Corporations should be now analysing their data and asking serious questions … “Who owns it?”, “Do we have their consent?” “Where did it come from?” “Has it been modified?”, “Can we retrain without using these parts of the data set”, and so on. We need to be able to audit our data sources!

For AI, we often have a “black box” approach, and which scares many organisations, as they have no idea about what is inside the black box, and how it will react to certain conditions. Microsoft was caught out with this when the released Tay, and which aimed to learn from on-line activity, but she ended up learning from the worst of humankind:

With an expert system, we knew exactly what the knowledge was, and could predict how our system would react to a range of situations.
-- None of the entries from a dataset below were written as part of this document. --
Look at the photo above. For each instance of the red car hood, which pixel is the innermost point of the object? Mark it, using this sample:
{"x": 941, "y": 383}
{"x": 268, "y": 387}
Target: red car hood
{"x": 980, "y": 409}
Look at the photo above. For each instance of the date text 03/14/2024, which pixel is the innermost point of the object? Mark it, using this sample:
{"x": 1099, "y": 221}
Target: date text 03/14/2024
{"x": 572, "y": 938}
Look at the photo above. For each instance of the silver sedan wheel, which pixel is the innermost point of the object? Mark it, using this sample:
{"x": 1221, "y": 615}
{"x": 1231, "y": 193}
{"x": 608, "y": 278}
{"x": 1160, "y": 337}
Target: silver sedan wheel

For AI, one bit of bad data could shut our companies down!

I remember when I worked on a consultancy project in St Fergus, and which looked to optimize a gas compressor (and which pumped in around 40% of all the gas in the UK at the time). I created a Neural Network solution for optimizing it, but the company did not want it, as their control engineers could not see how it worked. So, in the end, it was an expert system which ran — mostly — and then the NN kicked in to perform a bit of optimization, but would then be kicked-off if it moved too far away from the norm.

And so to overcome these concerns, Microsoft has released Azure Blockchain Data Manager — and which is ledger-agnostic. Overall it provides a way to transact data from nodes in a trustworthy way, and with the integration of smart contracts. A core focus is around creating trustworthy IoT infrastructures. This approach can then be used to prove the provenance of the data before it is fed into the AI infrastructure, and then as an audit trail for the learning process. Data could thus be encoded into different forms, but the core data would still be there to trace back too. This has particular uses within the supply chain industry and could be used to trace foodstuffs from their production to consumption.

Conclusions

So, data architects should be asking … “where did this data come from, and can you show me the transaction that generated this data? … only then can we have provable systems using AI.